Shelby Oaks (Chris Stuckmann)

Una perturbadora casa con las paredes llenas de humedades donde habita (cómo no) el mal, una celda repleta de inscripciones chungas y parafernalia demoníaca o un parque de atracciones abandonado a su suerte son algunos de los lugares comunes que componen el particular microcosmos de Shekby Oaks. Elige, de este modo, Chris Stuckmann bordear un territorio que no podría ser mayor declaración de intenciones, pero que de paso no podría hablar mejor sobre su honestidad a carta cabal, compuesta desde la mayoría de tropos y estereotipos que el debutante pone sobre la mesa.

Entre segmentos de ‹found footage› transcritos como si de un ‹true crime› bordeado por el sobrenatural se tratara, la típica investigación que no requiere espectadores demasiado despiertos —en caso de duda, Stuckmann realiza un sutil ‹zoom› sobre la parte de la imagen que desea destacar—, unas notas de truculencia por aquello de aderezar la cosa con algo más que ‹jump scares› predecibles y una querencia por los escenarios nocturnos que arrojen la inquietud que su (ausencia de) atmósfera no es capaz de dibujar, nos encontramos ante una pieza que tiene muy claro el ABC genérico al que juega, y así lo transmite en todo momento.
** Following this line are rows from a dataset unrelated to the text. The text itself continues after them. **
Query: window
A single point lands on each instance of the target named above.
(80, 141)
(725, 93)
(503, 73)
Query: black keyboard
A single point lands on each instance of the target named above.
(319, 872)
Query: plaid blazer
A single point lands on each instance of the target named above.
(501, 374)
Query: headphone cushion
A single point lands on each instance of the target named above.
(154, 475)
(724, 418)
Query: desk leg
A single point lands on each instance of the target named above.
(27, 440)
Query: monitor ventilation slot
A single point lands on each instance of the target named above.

No hay lugar para complicaciones, extraños desvíos o discursivas adyacentes de ningún tipo. Aquello que Stuckmann desviste en su debut es puramente cine de género, sin cortar ni refinar. Otra cosa, claro está, es que el lenguaje que maneja el de Ohio sea lo suficientemente pulcro como lo requiere la situación en más de un momento. Lejos de todo ello, se advierten incluso tintes de lo que podría ser un producto televisivo, tanto en su faceta estructural/narrativa, como en la visual, que en ocasiones no termina por aprovechar algunos de los escenarios provistos.

Pero todo esto no es inconveniente en el momento de afrontar una cinta que triunfa donde otras se embarran. A fin de cuentas, la simplicidad con que el cineasta aborda Shelby Oaks, la agilidad y dinamismo que otros no lograrían imprimir a una narración tan efectiva como llano es lo que se quiere contar, concretan las posibilidades de un dispositivo eficiente a rabiar. Sí, quizá torpe en su planificación y ejecución, pero tan rebosante de brío en su construcción que uno apenas tiene tiempo para pensar en si el subidón de volumen a la vuelta de la esquina es una chapuza o un enérgico recurso más.
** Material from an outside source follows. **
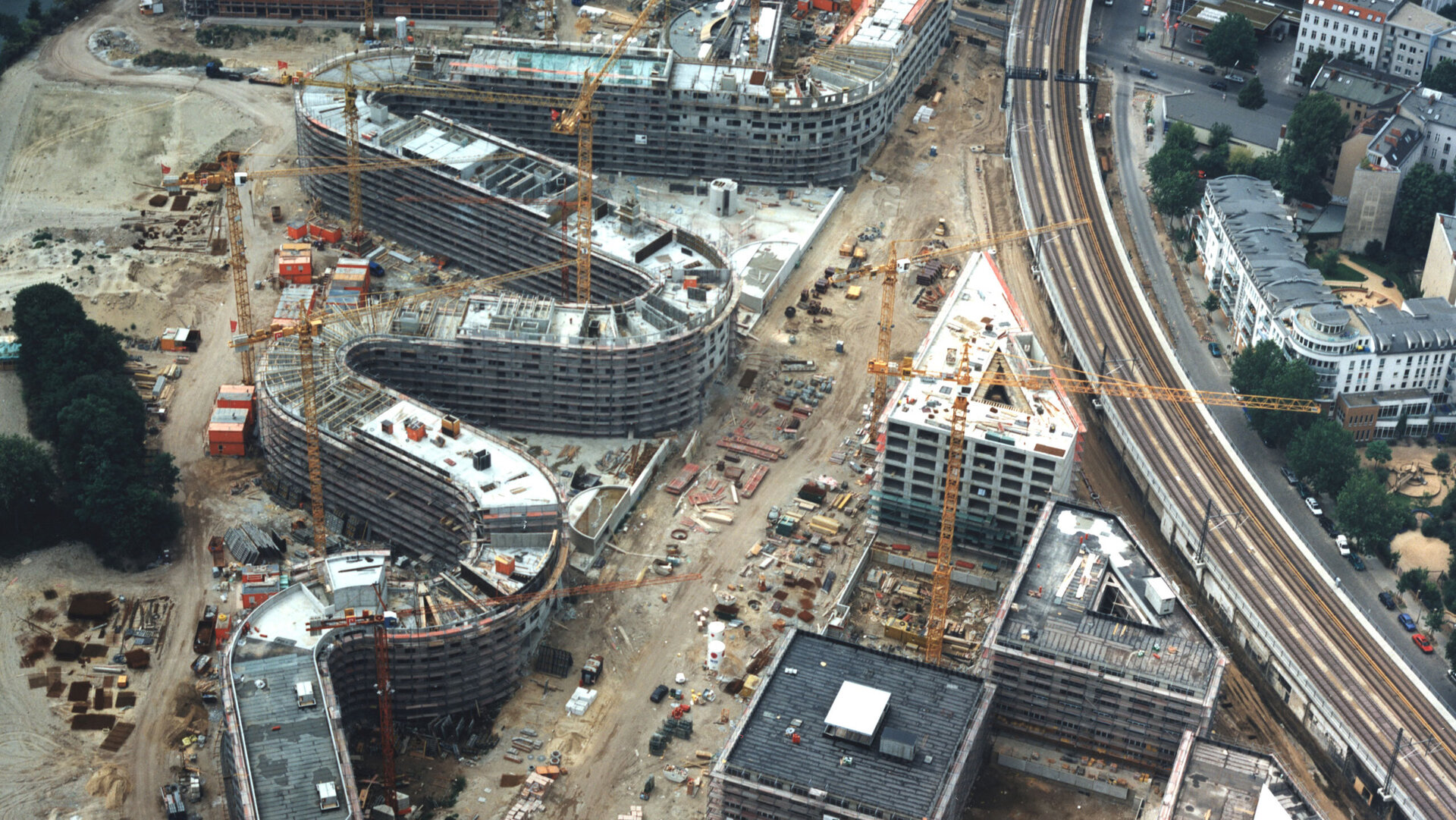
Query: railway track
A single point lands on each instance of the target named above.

Que Stuckmann no esboce mínimamente una mitología de aquello que podría ser un universo sugerente, que los mecanismos de que dispone sean tan simples como lo sería el de un botijo o incluso que uno no tenga tiempo para preguntarse si la protagonista se está metiendo en la boca del lobo cuando resulta evidentísimo que así es, no son sino consecuencias de un producto que juega sus cartas de la forma más ingenua posible, pero que al mismo tiempo comprende su claridad expositiva como la más idónea de las herramientas desde la que llegar al punto deseado.
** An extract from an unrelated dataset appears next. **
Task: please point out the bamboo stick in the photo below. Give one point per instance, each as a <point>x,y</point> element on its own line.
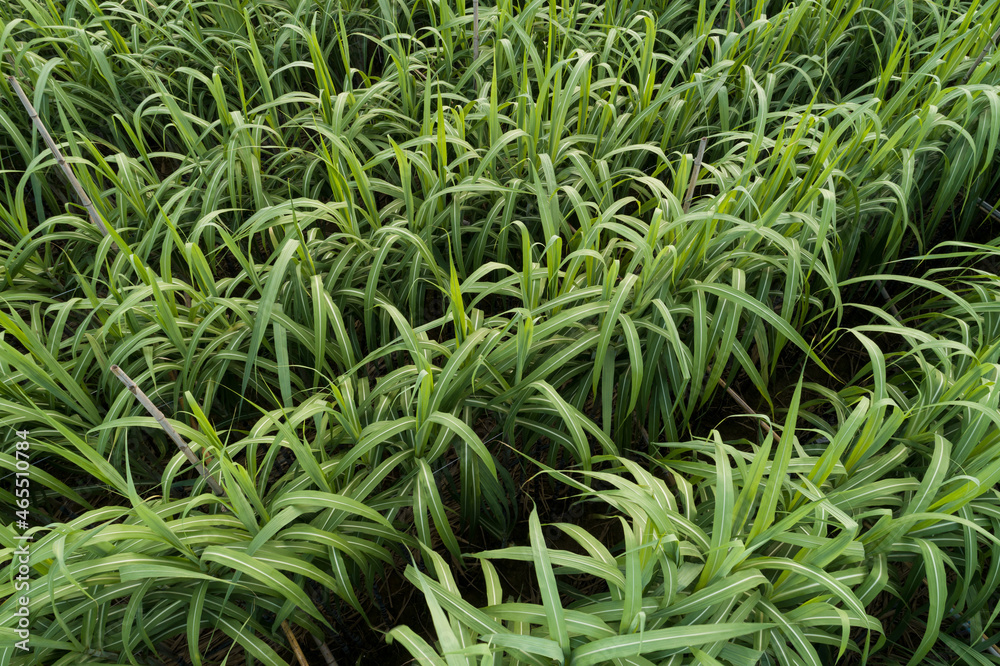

Es fácil, a resumidas cuentas, reconocer que no se está ante el enésimo triunfo del cine de terror (otro gallo cantaría si estuviese narrada desde la perspectiva de una de las ratas de la celda donde permaneció encerrado Wilson Miles): Stuckmann no inventa la pólvora, ni falta que le hace. Lo suyo es el pragmatismo, y si ello conlleva disfrutar (con los defectos e imperfecciones propios de una ópera prima) durante poco más de 90 minutos de un film como Shelby Oaks, bienvenido sea. Sobre todo, si en un último (y totalmente inesperado) giro de los acontecimientos nos regala dos escenas que son carne de ‹exploit› y festividad: nada como abrazar el cine de género en su más pura (y menos destilada) expresión.